Two companies linked to Lund — a founder of Nu Skin, which specializes in anti-aging creams — have donated $2 million to Romney’s primary campaign. Sums like that would until recently have been the prize of the general election. But they are playing a new role in primaries this year, thanks to the evolution of committees known as super PACs.

At first blush, the bonds between Romney and Lund look more than skin deep. Both are successful businessmen who have turned small companies into billion-dollar enterprises — Romney by buying cheap companies and Lund by selling expensive skin creams. Both served in leadership positions of the Mormon church. And both are family men who have used their success to do good — Romney by building a career in public service and Lund by running a charity for African children.

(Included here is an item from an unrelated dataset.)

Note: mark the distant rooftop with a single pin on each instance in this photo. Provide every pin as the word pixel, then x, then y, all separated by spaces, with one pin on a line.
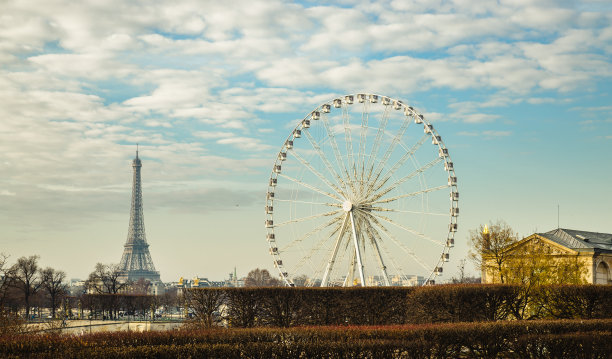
pixel 575 239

But Lund, 57, is no Romney when it comes to public life. Friends say he doesn’t relish attention, and he did not return repeated requests for an interview.

Indeed, the seven-figure donation to help Romney’s campaign may be the loudest statement he’s ever made.

Friends say Lund eschews most of the trappings of wealth, although he collects religious paintings and owns a valuable original copy of the Book of Mormon. He is a fiscal and social conservative who has known Romney for at least a decade and lives in the university town of Provo, Utah, with his wife, Kalleen. His largest previous political contribution was a $20,000 check to the Republican National Committee in 2008, according to federal and state records.

“I’m sure he’s wishing this donation was not known to the world,” said Corey Lindley, a former Nu Skin executive and friend of Lund’s.

But Lund’s name now joins an elite list of big presidential donors, who in the past have been rewarded by ambassadorial posts and plum administration jobs.

Following the money

Public records do not show who owns the companies donating the funds. Lund is the registered agent for one; his son-in-law for the other. The Restore Our Future PAC backing Romney, which accepted the money, declined to comment.

The PAC disclosed the two March 31 $1 million donations linked to Lund from two companies, Eli Publishing and F8. In an interview last month, Lund told a Fox television affiliate in Utah that there was an accounting advantage to giving the money through Eli Publishing, a company he founded in 1997.

Utah state records show that F8 was started by Lund’s son-in-law, Jeremy Blickenstaff, a lawyer who has never given a campaign donation and who owns Blickenstaff’s Toy Store in Provo, which sells candy by the pound and rare varieties of soda. He did not return a phone call.

Advocates for transparency in elections have criticized the contributions for their obscurity, saying it would be a violation of election law if either man used the corporations simply as a pass-through to donate his own money.